What is the management of immune thrombocytopenic purpura?
–> The first-line treatment for ITP is oral prednisolone
–> pooled normal human immunoglobulin (IVIG) may also be used
it raises the platelet count quicker than steroids, therefore may be used if active bleeding or an urgent invasive procedure is required
–> splenectomy is now less commonly used
–> rituximab may be used to target B cells
What are the key investigations for diagnosing ITP?
–> Full blood count: Shows isolated thrombocytopenia.
–> Blood film: Assesses blood cell appearance and rules out other causes.
What is the pathophysiology of TTP?
TTP is caused by a deficiency of the ADAMTS13 protein, which normally regulates von Willebrand factor (vWF) activity. Without ADAMTS13, vWF remains active, leading to excessive platelet adhesion and the formation of tiny thrombi throughout small blood vessels. This causes:
Thrombocytopenia: Due to platelet consumption
Purpura: Resulting from low platelet counts
Tissue ischaemia: Thrombi block small vessels, leading to reduced blood supply and end-organ damage
What causes ADAMTS13 deficiency in TTP?
Inherited (Hereditary): A genetic mutation causes a deficiency in ADAMTS13 production.
Acquired (Autoimmune): Antibodies target ADAMTS13, reducing its activity.
What are the key features of TTP?
–> Rare: Typically occurs in adult females
–> Fever
–> Fluctuating neurological signs: Due to microemboli in small vessels
–> Microangiopathic haemolytic anaemia: —-> Destruction of red blood cells as they pass through the small vessel thrombi
–> Thrombocytopenia: Low platelet count due to platelet consumption in clot formation
–> Renal failure: From ischaemia caused by blocked small vessels
What are the causes of Thrombotic Thrombocytopenic Purpura (TTP)?
Post-infection: e.g., urinary tract infections, gastrointestinal infections
Pregnancy
Drugs:
Ciclosporin
Oral contraceptive pill
Penicillin
Clopidogrel
Aciclovir
Tumours
Systemic Lupus Erythematosus (SLE)
HIV
What are the treatment options for Thrombotic Thrombocytopenic Purpura (TTP)?
Treatment is guided by a haematologist and may include:
Plasma exchange
Steroids
Rituximab (a monoclonal antibody targeting B cells)
What is Heparin-Induced Thrombocytopenia (HIT) and how does it develop?

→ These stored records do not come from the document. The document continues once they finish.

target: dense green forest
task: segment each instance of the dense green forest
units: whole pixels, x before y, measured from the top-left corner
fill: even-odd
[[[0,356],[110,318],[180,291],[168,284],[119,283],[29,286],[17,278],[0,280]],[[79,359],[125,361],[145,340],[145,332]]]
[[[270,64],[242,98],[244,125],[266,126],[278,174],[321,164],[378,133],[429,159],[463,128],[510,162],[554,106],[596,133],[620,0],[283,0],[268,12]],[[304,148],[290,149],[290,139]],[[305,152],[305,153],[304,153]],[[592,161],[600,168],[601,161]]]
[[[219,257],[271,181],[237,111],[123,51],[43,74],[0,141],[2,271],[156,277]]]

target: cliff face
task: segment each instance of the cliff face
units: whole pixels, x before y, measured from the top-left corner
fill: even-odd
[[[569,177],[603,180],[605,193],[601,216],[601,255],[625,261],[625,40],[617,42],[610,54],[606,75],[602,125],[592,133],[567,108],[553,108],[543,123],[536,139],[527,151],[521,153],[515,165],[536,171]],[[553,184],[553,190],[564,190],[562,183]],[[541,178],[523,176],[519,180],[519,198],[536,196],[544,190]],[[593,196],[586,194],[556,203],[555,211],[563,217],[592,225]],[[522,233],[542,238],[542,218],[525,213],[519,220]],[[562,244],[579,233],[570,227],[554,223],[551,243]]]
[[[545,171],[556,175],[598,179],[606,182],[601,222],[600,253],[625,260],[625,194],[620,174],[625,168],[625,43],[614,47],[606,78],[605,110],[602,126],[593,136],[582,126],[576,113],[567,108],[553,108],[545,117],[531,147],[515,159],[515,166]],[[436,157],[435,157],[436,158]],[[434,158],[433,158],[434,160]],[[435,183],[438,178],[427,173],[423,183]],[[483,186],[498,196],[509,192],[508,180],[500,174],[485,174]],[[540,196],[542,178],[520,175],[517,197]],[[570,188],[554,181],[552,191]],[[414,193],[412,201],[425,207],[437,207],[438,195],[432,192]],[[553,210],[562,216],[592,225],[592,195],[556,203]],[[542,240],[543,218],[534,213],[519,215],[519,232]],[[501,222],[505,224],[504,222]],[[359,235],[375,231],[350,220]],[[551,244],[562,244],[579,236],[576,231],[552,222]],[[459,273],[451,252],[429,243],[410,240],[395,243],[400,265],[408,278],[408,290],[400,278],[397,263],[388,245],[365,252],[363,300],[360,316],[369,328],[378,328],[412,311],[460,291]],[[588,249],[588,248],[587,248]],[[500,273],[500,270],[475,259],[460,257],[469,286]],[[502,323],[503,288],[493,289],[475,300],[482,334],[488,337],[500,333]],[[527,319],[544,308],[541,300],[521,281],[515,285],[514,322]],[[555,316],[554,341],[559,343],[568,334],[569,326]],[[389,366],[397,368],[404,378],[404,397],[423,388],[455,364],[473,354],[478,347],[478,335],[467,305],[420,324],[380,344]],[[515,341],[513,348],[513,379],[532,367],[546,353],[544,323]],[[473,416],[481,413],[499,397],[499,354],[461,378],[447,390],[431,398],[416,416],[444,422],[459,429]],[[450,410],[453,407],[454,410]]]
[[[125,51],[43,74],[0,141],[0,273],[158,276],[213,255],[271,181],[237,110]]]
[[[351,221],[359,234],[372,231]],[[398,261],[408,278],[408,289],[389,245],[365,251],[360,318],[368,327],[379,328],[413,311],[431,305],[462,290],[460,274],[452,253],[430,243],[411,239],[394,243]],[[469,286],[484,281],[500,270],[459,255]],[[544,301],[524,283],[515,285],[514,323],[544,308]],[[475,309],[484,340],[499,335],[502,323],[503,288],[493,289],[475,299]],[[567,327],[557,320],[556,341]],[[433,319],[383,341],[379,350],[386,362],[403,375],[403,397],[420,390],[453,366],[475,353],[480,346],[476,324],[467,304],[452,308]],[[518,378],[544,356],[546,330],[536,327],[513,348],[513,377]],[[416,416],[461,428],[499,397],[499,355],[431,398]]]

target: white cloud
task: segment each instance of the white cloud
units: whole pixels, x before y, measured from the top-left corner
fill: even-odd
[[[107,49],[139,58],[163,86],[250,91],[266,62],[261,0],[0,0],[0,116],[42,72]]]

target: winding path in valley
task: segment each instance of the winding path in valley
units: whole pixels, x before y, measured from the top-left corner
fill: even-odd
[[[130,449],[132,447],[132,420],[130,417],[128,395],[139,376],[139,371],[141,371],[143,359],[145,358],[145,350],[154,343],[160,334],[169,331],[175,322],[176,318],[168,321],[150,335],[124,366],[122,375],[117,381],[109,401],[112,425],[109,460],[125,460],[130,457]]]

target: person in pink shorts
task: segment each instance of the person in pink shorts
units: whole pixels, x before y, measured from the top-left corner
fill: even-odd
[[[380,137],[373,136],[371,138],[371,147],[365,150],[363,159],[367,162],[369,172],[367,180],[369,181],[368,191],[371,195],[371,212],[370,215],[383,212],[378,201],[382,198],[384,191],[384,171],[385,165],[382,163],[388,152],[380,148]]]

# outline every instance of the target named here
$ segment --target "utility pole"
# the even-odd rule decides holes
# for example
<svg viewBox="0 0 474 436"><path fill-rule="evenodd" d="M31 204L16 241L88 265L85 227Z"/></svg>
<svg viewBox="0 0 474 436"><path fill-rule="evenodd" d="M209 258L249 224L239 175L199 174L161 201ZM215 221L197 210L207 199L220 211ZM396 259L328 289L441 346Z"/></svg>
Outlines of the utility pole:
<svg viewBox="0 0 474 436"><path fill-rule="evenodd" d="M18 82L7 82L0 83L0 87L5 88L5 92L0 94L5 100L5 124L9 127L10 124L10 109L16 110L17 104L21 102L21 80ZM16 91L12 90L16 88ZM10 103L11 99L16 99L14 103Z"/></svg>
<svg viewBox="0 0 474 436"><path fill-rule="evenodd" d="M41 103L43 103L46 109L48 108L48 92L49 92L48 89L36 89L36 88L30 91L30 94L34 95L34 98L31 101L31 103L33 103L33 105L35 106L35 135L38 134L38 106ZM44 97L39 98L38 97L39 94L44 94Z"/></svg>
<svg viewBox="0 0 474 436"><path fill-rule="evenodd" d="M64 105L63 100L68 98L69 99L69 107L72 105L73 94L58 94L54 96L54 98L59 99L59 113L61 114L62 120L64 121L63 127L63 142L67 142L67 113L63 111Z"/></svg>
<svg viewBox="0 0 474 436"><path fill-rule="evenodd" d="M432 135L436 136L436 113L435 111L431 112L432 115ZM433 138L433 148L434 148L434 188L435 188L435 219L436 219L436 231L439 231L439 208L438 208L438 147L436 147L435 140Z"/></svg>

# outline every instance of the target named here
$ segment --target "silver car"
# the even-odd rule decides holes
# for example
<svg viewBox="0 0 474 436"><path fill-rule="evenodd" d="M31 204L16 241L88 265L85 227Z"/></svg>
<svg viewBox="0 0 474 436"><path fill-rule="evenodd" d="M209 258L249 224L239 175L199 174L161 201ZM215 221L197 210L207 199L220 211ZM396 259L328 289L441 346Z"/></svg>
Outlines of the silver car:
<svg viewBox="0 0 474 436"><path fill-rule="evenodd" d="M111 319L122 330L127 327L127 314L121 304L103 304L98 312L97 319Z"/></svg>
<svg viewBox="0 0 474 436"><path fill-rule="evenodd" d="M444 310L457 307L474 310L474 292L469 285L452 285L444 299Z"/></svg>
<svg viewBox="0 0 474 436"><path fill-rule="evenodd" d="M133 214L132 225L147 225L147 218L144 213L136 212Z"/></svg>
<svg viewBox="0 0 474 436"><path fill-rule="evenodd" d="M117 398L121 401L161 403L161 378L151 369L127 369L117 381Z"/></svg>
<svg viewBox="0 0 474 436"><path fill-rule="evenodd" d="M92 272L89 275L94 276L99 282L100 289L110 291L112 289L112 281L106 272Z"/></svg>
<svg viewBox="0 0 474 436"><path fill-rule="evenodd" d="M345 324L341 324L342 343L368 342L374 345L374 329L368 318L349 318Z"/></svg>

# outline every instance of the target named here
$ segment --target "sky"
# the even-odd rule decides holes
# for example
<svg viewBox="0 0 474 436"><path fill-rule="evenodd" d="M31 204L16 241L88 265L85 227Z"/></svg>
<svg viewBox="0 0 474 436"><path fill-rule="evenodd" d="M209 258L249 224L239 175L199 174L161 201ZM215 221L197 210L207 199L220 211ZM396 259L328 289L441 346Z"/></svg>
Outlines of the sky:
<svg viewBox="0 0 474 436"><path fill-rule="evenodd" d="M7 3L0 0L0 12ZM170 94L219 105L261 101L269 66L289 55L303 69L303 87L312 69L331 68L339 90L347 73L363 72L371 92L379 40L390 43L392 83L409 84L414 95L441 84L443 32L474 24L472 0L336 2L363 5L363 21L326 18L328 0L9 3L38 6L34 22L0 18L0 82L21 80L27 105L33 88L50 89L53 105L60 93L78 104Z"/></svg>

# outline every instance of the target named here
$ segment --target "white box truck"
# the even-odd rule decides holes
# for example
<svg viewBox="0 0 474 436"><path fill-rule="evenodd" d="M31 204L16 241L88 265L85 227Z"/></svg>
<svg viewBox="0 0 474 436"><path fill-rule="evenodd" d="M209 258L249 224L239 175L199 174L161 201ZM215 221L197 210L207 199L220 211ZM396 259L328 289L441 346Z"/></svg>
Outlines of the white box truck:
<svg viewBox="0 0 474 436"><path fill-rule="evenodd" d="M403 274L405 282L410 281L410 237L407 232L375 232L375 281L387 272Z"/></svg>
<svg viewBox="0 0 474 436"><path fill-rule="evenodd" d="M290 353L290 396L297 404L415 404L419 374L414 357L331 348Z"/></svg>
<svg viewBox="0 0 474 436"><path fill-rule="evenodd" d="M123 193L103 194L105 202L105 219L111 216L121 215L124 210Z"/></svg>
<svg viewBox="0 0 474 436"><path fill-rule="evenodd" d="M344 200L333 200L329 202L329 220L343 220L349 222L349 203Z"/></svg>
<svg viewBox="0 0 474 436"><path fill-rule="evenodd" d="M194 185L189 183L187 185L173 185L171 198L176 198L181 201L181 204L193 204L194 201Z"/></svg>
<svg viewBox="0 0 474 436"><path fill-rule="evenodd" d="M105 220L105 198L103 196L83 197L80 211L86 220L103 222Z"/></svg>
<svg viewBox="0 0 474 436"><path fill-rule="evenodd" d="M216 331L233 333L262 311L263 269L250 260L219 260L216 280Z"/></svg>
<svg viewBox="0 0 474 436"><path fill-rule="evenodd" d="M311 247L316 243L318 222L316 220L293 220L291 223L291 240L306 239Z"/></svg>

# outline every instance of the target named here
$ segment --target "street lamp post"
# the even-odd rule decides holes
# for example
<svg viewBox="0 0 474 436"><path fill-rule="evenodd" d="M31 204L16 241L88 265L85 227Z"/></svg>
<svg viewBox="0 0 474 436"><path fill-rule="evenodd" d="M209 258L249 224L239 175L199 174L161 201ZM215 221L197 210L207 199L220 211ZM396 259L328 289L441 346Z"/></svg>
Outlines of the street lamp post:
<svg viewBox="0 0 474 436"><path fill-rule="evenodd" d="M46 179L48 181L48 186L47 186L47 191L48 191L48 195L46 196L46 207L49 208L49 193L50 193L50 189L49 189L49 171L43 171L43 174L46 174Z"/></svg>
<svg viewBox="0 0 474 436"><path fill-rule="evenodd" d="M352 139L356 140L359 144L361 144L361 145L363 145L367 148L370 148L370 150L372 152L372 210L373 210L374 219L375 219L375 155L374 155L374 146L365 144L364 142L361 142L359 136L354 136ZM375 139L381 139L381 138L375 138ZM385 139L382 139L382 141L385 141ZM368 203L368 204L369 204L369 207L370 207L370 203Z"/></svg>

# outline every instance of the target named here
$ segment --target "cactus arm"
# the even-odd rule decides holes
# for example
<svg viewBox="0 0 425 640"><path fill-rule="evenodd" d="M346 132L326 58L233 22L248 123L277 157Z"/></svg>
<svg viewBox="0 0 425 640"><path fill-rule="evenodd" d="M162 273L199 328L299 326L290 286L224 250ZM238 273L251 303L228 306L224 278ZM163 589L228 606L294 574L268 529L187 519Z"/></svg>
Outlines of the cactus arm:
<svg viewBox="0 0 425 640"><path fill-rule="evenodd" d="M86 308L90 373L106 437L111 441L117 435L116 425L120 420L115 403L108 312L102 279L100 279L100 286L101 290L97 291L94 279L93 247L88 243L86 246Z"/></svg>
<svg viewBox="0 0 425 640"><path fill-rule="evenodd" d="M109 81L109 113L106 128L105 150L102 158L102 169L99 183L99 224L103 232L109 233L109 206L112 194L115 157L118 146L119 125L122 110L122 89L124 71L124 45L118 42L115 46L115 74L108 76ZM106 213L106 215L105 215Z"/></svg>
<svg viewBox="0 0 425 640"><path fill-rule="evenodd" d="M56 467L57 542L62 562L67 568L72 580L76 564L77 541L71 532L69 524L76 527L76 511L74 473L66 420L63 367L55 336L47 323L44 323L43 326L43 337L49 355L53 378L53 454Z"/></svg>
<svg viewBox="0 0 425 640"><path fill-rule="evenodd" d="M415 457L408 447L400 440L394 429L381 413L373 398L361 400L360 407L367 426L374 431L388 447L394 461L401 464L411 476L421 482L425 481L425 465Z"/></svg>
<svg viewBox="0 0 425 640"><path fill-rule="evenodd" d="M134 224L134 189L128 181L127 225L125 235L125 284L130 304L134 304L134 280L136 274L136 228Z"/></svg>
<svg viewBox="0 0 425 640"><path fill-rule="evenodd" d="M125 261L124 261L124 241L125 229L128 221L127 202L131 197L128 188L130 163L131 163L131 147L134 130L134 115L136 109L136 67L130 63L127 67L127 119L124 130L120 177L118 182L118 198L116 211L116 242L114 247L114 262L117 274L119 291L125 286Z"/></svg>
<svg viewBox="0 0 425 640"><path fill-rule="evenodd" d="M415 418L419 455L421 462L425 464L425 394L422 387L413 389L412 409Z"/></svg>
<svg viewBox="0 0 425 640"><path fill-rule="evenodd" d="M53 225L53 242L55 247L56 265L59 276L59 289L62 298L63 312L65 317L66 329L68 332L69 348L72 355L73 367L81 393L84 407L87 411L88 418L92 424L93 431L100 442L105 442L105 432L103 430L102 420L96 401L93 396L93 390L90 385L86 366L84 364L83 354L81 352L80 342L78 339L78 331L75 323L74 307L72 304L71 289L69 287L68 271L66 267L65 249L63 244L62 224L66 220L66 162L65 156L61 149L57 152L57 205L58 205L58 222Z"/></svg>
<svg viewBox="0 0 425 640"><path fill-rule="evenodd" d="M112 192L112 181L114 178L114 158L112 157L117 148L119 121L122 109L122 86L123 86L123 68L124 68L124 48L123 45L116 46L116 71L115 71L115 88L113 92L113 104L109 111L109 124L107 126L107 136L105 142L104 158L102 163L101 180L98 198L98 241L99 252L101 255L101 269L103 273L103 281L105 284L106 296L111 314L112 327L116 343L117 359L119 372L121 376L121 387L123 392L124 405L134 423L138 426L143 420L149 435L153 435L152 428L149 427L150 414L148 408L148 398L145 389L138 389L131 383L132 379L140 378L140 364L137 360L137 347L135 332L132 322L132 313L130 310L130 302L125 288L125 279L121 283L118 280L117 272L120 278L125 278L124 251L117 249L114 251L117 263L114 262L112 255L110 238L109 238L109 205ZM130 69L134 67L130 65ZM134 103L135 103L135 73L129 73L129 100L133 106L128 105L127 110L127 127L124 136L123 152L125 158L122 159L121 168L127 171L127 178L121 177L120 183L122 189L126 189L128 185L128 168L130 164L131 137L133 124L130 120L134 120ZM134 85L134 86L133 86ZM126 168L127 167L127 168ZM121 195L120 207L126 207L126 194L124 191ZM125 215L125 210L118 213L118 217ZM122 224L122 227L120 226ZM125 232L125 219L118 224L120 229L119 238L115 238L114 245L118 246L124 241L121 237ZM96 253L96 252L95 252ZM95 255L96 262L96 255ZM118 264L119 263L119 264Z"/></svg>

HIT involves the development of antibodies against platelets in response to heparin (typically unfractionated, but can occur with low-molecular-weight heparin).
Mechanism:
Antibodies target a protein on platelets called platelet factor 4 (PF4).
HIT antibodies bind to platelets, activating the clotting system.
This leads to a hypercoagulable state, causing thrombosis (e.g., deep vein thrombosis).
Simultaneously, the antibodies lead to platelet destruction, resulting in thrombocytopenia.